Far worse, however, was any attempt to interfere with the hereditary status of each servant. Many masters were cruel and unreasonable; servants accepted this as the will of God to try them. Usually they still did their work faithfully while they prayed for their master's early demise. After all, if one master was a devil, the next might be a saint, and their sons or their sons' sons would reap the benefit of their patience and forbearance. If the hope of that benefit were taken from them, the fabric of their lives would be torn and all endeavor would be worthless.

Never had Rannulf failed in the minutest fulfillment of that duty. He knew each of the men who were the chiefs of the various aspects of castle life since childhood. He knew their wives and their children and which of their sons showed the most promise. He laid his hand to the bellows or the hammer in the smithy; he waked with his farrier when a promising mare was in foal; he selected puppies or held a sick hunting dog on his lap while his kennelman dosed or treated it; he put his shoulder to the uprooting of stumps with his forester and tracked game with his huntsmen.

Most of all, he joyed in the verbal battles with old and faithful servants, descending to the vernacular and to their level of expostulation with grim pleasure, bearing unflinchingly language from them for which he would have killed an equal.

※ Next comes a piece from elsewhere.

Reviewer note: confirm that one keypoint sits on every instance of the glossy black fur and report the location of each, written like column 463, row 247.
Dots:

Few men in the kingdom, king, earl or baron—other than his foster brother Leicester—dared call Rannulf a fool, yet his servants informed him trenchantly that he was an unripe gapeseed, a mutton-headed ass, a gaping cod, without fear and without restraint. Rannulf bore all, but not meekly; he returned the compliments in even less-elegant language.

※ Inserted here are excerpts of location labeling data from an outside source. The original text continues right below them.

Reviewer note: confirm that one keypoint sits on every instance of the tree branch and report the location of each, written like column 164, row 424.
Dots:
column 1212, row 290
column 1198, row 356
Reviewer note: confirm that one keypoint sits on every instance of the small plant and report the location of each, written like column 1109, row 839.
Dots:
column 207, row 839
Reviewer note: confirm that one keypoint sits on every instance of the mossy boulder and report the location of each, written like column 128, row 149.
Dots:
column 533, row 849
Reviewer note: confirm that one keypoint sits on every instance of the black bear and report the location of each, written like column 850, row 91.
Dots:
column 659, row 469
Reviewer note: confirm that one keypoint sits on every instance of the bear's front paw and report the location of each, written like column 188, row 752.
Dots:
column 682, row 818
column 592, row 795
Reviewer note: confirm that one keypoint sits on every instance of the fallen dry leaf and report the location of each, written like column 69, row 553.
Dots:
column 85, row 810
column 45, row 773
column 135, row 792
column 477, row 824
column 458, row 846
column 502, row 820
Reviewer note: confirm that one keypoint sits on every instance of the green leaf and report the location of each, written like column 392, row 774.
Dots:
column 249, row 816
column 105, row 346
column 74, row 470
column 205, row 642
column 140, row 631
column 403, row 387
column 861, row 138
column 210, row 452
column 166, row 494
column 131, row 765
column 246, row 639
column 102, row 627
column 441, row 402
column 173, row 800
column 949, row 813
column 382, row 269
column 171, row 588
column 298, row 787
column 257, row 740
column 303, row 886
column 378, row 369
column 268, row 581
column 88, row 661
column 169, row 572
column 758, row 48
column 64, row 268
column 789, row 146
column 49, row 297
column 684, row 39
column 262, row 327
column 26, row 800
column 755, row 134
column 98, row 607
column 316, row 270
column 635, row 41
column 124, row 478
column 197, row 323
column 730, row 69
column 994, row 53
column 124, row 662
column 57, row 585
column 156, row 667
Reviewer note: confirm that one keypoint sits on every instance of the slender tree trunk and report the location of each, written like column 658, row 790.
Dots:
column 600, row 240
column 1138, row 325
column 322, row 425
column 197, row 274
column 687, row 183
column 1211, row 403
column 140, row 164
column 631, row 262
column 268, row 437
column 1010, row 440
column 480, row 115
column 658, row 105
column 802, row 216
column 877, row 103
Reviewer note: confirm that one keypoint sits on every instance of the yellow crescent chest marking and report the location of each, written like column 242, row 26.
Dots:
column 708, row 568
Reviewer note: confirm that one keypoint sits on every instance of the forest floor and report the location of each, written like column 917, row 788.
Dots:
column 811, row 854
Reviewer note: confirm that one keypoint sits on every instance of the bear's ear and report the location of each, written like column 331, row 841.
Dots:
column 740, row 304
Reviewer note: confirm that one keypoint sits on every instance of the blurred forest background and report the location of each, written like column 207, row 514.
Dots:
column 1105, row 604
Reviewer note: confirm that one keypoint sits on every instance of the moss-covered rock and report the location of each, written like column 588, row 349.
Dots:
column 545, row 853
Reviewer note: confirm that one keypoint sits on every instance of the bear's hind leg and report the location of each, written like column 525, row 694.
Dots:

To see Rannulf, then, with his hands behind his head and half-closed eyes while he replied to Richard's questions was a shock to Catherine. Skillfully ridding herself of the boy by sending him on a short errand, she attempted to renew her examination of her husband for wounds or illness. He defended himself with laughter, protesting that nothing but old age and indolence ailed him. At last, seeing that Catherine was really troubled, Rannulf admitted how he had hurried to be at home, thereby saving himself the time for this lazy pleasure.

"You wish to be rid of me," he complained. "You wish to make the bed and attend to your women's duties without the burden of a lazy husband to mar your efficiency. Therefore you would drive me out to labor at dawn."

"Dawn!" Catherine protested. "It is nigh time for dinner, and you are lying abed like a slug. Your poor men have been indeed laboring since dawn, and some of them all night from what I hear, cleaning and making all ready for your eyes. Do have mercy on them, Rannulf. The past two years they have had far too much of woman's governance. Get up now, my lord, do."

She fetched a bedrobe from the chest and held it out to him, smiling warmly as she added, "It would be too unkind to deny your servants altogether, my lord, but I am very glad you have some time to spend on pleasure. I, too, have naught to do."

She explained about leaving more and more of the work of the keep in Mary's hands and added, "She is a very good girl, Rannulf, hard-working, obedient, and of a sweet temper. She deserves well of you."

"I suppose so, but if her temper is sweet, she has caught it from you. Certainly it came not from her mother nor from me."

Catherine refrained from pointing out that Mary's mother had reason enough to be short of temper, merely thanking Rannulf for his compliment as she straightened the bed. She called past the screen for water for washing and, after watching her husband scrub himself in silence, decided to try his mellow mood a little further.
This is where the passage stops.